We have this theorem:
** Let $F$ be a free abelian group of rank $n$ and let $H$ be a subgroup of $F.$ There exists a basis $\{x_1,...,x_n\}$ of $F$ and integers $d_1,...,d_r > 0 $ such that
• $di\vert d_{i+1}$ for $i = 1,...,r$
• $\{d_1x_1,\ldots,d_rx_r\}$ is a basis of H.**
I am confused with this. $\mathbb{Z}*\mathbb{Z}$ is a free abelian group with basis $(1,0)$ and $(0,1)$. Let $H=2\mathbb{Z}*3\mathbb{Z}$ be a subgroup of $\mathbb{Z}*\mathbb{Z}$ with basis $2(1,0)$ and $3(0,1)$. $\mathbf {But}$ $2$ does not divide $3$. What is the problem here?

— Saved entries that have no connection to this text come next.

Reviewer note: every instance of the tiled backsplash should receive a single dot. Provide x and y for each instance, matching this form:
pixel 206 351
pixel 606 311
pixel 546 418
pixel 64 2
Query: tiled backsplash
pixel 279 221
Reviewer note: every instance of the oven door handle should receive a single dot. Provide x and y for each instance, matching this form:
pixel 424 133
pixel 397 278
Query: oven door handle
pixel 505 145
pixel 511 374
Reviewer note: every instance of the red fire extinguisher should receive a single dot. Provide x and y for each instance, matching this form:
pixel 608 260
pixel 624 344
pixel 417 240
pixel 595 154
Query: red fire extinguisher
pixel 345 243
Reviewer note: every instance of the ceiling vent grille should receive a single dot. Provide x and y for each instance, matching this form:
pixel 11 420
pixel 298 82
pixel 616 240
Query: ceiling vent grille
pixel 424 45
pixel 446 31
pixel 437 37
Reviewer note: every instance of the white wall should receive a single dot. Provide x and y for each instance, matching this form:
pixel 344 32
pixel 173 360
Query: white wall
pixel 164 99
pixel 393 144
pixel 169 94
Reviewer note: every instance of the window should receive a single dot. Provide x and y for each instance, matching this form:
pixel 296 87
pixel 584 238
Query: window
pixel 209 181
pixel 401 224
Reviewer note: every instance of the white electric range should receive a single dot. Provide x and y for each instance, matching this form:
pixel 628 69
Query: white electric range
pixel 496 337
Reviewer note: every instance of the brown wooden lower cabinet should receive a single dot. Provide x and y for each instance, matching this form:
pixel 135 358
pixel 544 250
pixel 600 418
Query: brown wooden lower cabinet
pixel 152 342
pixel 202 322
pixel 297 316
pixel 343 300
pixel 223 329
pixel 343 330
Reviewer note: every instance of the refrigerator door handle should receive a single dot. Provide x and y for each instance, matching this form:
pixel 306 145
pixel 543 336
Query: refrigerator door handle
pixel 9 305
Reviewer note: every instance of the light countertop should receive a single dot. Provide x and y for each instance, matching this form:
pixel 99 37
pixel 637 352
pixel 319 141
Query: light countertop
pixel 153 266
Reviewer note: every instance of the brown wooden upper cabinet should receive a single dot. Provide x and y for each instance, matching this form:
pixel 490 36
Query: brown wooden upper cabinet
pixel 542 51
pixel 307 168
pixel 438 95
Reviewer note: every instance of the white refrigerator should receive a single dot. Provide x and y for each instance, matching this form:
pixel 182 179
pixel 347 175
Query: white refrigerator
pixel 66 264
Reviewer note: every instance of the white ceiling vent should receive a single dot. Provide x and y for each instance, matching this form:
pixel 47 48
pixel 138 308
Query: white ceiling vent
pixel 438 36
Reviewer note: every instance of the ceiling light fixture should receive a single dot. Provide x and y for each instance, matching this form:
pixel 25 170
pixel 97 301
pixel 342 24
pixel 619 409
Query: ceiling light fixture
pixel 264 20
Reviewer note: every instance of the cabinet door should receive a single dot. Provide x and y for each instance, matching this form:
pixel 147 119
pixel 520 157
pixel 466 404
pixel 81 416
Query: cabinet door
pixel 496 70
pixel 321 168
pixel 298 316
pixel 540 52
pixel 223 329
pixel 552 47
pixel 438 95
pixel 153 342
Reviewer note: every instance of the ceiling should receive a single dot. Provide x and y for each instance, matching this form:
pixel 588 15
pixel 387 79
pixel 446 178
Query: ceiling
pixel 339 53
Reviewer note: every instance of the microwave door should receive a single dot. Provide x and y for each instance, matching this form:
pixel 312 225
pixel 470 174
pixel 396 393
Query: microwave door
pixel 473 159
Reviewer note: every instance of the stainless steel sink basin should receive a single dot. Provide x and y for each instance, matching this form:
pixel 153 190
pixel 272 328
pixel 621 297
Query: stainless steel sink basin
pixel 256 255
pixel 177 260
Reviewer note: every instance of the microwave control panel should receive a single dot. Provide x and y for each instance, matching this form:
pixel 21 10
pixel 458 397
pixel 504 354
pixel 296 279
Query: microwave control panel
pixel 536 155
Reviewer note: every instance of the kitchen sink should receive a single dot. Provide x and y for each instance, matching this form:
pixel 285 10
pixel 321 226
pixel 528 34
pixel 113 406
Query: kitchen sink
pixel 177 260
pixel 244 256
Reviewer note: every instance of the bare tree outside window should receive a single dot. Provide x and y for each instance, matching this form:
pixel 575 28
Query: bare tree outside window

In your example, take $\;B:=\{\,(2,3)\,,\,(1,2)\,\}\;$ , then show:
1) $\;B\;$ is a $\,\Bbb Z\,-$ linearly independent set and is thus a basis of $\;\Bbb Z\times\Bbb Z\;$ ;
2) $\;C:=\left\{\,1\cdot(2,3)\,,\,6\cdot(1,2)\,\}=\{\,(2,3)\,,\,\,(6,12)\,\right\}\;$ are $\;\Bbb Z\,-$ linearly independent and a basis of $\;2\Bbb Z\times3\Bbb Z\;$ as required.